With its historical connections to St Claire’s, Strood may have always been a place of charity; both hypotheses remain unexplored.

When Dickens wrote The Seven Poor Travelers, he was directly referring to the Watts Charity of Rochester, set up on the death of Richard Watts in 1579 to help with societal problems. When Knatchball launched the Test Act, he had been MP for Rochester. Equally, when the slave trader Sir John Hawkins set up his charity or Sir Joseph Williamson set up his school, they both would have known of the social and economic hardships facing a population that survived mainly agriculture and fishing. These themes, central to this research, raise important academic and social questions about the Medway valley as a whole. Yet to date, little or no research has been found to explore why this may be the case.
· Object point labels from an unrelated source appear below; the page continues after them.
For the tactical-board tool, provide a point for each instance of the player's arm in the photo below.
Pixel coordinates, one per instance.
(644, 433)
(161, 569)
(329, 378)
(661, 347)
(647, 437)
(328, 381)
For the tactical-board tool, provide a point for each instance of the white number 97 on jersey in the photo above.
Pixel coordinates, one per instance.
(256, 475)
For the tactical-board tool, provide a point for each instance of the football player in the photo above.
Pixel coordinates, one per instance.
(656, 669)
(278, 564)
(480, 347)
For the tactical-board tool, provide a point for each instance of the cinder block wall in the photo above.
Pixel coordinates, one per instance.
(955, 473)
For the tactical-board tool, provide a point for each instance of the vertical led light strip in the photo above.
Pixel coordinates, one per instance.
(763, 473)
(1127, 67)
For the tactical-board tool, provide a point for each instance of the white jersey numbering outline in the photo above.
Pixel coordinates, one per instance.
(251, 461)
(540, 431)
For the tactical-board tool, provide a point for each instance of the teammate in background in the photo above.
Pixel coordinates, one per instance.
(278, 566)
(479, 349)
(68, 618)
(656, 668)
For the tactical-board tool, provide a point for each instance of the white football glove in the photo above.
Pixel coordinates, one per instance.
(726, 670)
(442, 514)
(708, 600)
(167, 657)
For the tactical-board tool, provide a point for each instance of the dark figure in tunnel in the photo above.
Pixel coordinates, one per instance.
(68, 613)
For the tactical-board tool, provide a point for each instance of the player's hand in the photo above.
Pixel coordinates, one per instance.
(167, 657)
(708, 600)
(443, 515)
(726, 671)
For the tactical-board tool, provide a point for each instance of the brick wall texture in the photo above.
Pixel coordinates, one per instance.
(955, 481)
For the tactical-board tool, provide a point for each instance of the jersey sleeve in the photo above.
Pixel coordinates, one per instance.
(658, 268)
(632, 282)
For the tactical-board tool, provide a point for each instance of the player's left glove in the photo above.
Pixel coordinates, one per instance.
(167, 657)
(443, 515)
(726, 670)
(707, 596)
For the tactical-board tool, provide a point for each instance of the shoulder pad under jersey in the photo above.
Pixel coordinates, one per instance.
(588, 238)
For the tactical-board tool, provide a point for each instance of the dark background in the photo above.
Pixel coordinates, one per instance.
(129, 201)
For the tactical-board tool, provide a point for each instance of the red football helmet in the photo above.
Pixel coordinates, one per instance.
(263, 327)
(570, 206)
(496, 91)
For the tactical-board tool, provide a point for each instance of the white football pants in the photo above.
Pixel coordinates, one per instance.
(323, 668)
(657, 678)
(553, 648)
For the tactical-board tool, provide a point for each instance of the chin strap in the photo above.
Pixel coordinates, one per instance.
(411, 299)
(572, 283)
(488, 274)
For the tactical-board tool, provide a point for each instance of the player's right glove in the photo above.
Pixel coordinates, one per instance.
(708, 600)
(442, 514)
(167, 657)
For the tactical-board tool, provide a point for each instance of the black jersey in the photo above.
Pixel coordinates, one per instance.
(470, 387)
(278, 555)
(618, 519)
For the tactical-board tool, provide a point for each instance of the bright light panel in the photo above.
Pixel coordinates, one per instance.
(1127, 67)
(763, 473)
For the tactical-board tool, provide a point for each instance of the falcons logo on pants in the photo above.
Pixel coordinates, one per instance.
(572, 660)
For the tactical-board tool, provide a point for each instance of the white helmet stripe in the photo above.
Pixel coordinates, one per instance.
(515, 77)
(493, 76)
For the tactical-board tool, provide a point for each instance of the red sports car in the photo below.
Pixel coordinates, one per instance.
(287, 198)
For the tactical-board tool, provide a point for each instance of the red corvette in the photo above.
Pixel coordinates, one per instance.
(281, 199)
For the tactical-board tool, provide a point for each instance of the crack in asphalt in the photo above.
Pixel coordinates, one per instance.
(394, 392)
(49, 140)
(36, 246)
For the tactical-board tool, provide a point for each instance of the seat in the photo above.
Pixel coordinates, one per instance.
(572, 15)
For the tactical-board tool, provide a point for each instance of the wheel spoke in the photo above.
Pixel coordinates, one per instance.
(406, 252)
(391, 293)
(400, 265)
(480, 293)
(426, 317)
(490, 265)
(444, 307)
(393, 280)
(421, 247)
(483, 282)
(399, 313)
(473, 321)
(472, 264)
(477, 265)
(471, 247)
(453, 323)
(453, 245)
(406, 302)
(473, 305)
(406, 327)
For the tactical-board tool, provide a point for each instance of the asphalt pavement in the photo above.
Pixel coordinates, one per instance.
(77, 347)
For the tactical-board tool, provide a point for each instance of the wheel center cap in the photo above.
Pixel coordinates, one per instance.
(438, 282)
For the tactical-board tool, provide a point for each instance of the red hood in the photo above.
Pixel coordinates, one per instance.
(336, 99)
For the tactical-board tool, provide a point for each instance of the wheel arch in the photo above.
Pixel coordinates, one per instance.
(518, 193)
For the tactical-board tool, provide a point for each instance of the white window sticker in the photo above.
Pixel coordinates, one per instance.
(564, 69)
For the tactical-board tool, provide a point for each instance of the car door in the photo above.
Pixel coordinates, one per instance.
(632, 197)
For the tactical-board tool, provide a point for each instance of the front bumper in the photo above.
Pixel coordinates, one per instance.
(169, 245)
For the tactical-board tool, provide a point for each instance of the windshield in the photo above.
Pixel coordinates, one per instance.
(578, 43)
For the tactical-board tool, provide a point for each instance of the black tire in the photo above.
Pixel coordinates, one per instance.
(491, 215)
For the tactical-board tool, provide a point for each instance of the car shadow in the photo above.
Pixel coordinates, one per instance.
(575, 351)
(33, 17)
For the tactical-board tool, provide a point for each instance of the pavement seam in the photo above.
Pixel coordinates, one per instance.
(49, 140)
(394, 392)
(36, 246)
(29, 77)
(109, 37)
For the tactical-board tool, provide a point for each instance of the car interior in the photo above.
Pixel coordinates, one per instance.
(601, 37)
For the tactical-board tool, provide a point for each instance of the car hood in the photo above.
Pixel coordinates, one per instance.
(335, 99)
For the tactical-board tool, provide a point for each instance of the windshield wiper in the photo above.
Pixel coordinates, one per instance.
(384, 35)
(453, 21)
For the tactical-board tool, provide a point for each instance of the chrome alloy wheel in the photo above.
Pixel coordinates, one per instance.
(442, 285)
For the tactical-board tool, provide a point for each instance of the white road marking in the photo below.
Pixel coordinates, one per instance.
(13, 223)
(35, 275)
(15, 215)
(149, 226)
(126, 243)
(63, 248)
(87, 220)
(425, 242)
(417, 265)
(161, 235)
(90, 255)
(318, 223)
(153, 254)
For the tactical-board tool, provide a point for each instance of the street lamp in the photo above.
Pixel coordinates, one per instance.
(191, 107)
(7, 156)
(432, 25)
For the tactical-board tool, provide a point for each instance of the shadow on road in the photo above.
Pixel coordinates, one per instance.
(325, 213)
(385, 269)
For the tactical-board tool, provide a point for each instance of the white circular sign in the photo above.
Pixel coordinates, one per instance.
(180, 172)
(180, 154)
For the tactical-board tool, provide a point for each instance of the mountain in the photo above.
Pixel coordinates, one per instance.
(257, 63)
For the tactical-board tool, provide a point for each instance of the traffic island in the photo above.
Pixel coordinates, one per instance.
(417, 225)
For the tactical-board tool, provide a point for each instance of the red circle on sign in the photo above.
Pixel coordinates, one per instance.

Without the substantial funding that has been generously awarded, it would not be possible to undertake this research. This study must be undertaken now, given the threat to the collections in Medway Archives and the number of documents from the period that are becoming unfit for production. Their condition makes it vital that they are considered seriously before it is too late. The potential data will be lost, and the benefits to the academic debate on poverty, Medway valley, and north Kent’s local history will be missed. Thank you to all involved, and I look forward to sharing the research with you all as it evolves.

Pete Joyce is a KAS scholar at CKHH and supported by the Ian Coulsdon Memorial Fund. This research has been supported by the Allen Grove Local History Fund.